Fix log parser

david1542 · david1542 · commit deb2fb02dbe2 · 2024-09-22T10:50:52.000-07:00
diff --git a/config/envoy/envoy.yaml b/config/envoy/envoy.yaml
@@ -24,7 +24,7 @@ static_resources:
                           route:
                             cluster: api_service
                             prefix_rewrite: "/"
-                            timeout: 90s
+                            timeout: 180s
                         - match:
                             prefix: "/slackbot/"
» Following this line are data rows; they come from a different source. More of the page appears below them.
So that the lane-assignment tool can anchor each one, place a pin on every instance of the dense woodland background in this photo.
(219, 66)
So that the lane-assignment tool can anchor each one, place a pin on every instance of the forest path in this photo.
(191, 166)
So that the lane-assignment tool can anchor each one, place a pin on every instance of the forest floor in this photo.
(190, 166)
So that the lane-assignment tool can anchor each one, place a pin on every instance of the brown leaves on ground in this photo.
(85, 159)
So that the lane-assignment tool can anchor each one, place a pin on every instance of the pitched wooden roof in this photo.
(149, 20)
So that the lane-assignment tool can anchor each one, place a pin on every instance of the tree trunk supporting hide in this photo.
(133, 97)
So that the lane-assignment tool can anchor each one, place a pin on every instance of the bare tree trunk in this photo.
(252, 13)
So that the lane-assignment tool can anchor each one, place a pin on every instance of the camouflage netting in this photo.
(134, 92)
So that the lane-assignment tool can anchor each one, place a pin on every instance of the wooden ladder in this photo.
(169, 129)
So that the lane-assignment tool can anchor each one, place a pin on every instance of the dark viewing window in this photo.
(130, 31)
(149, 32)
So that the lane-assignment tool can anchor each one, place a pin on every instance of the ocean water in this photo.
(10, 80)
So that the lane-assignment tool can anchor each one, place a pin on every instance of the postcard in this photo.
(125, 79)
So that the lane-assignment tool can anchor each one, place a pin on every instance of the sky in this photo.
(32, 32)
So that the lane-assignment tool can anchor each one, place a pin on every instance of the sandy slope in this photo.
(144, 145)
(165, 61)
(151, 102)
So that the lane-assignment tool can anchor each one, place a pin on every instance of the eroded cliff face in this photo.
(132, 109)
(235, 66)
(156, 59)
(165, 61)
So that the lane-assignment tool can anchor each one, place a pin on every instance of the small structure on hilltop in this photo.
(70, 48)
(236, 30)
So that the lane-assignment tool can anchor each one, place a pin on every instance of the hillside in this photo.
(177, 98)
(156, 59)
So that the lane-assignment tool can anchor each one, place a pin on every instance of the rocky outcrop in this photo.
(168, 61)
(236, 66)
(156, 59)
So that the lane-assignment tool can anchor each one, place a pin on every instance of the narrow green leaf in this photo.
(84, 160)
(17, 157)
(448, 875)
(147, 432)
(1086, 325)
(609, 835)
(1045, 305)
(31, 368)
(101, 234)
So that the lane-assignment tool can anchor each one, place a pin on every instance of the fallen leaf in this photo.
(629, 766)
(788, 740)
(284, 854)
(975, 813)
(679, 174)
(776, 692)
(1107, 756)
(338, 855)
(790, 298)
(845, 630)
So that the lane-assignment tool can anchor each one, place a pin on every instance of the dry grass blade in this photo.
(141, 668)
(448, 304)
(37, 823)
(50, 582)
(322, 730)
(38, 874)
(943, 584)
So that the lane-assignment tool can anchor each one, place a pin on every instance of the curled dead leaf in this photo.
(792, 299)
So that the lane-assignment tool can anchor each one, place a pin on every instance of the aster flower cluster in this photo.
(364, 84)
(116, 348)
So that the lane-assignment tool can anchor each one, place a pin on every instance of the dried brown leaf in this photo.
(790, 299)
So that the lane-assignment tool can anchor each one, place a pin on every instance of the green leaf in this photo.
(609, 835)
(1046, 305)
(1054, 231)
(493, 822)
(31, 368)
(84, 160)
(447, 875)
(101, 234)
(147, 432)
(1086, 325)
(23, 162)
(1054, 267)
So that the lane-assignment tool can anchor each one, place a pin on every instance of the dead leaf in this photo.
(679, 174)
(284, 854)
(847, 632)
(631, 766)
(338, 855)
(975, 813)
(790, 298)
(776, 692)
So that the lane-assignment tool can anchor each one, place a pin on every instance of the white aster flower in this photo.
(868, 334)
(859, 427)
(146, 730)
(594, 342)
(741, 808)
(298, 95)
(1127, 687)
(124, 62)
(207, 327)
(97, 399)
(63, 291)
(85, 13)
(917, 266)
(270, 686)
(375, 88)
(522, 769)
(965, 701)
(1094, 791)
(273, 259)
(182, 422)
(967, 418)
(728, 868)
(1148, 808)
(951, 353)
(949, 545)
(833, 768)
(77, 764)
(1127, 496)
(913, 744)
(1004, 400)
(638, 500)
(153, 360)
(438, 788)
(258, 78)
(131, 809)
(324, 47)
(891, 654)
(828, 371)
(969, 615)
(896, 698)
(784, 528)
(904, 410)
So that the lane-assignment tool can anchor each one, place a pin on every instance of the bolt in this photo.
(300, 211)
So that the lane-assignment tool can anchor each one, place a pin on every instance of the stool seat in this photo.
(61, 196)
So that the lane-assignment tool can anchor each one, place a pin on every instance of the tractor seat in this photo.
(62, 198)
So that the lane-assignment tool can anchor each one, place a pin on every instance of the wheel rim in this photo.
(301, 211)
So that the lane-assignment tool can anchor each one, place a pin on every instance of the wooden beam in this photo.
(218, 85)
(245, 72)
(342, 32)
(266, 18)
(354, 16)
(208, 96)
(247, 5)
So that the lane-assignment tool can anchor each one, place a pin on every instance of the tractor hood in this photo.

                           route:
diff --git a/services/log-parser/src/providers/coralogix/processor.py b/services/log-parser/src/providers/coralogix/processor.py
@@ -90,18 +90,21 @@ def process_template_group(group):
         return df
 
     df_enriched_clusters = df.groupby("EventTemplate").apply(process_template_group)
-    df_enriched_clusters = df_enriched_clusters.reset_index().drop(
-        columns=["level_1", "Content"]
-    )
+    df_enriched_clusters = df_enriched_clusters.reset_index()
     df_enriched_clusters["percentage"] = (
         df_enriched_clusters["occurrences"] / len(df) * 100
     )
     df_enriched_clusters = df_enriched_clusters.sort_values(
         "occurrences", ascending=False
     )
+    try:
+        df_enriched_clusters = df_enriched_clusters.drop(columns=["level_1", "Content"])
+    except Exception as e:
+        print("Error: ", e)
 
-    # Remove log groups with only one occurrence
-    df_enriched_clusters = df_enriched_clusters[df_enriched_clusters["occurrences"] > 1]
+    # Get top 10 clusters by occurrences
+    # TODO: we can use the elbow method here to find the optimal number of clusters
+    df_enriched_clusters = df_enriched_clusters.head(10)
 
     records = df_enriched_clusters.to_dict(orient="records")
     for record in records:
@@ -132,6 +135,8 @@ def parse_raw_logs(logs: str):
         # Maybe we should use that in the future.
         if warning and not pd.isna(warning):
             continue
+        if type(batch) != dict:
+            continue
 
         for result in batch["results"]:
             logs.append(result)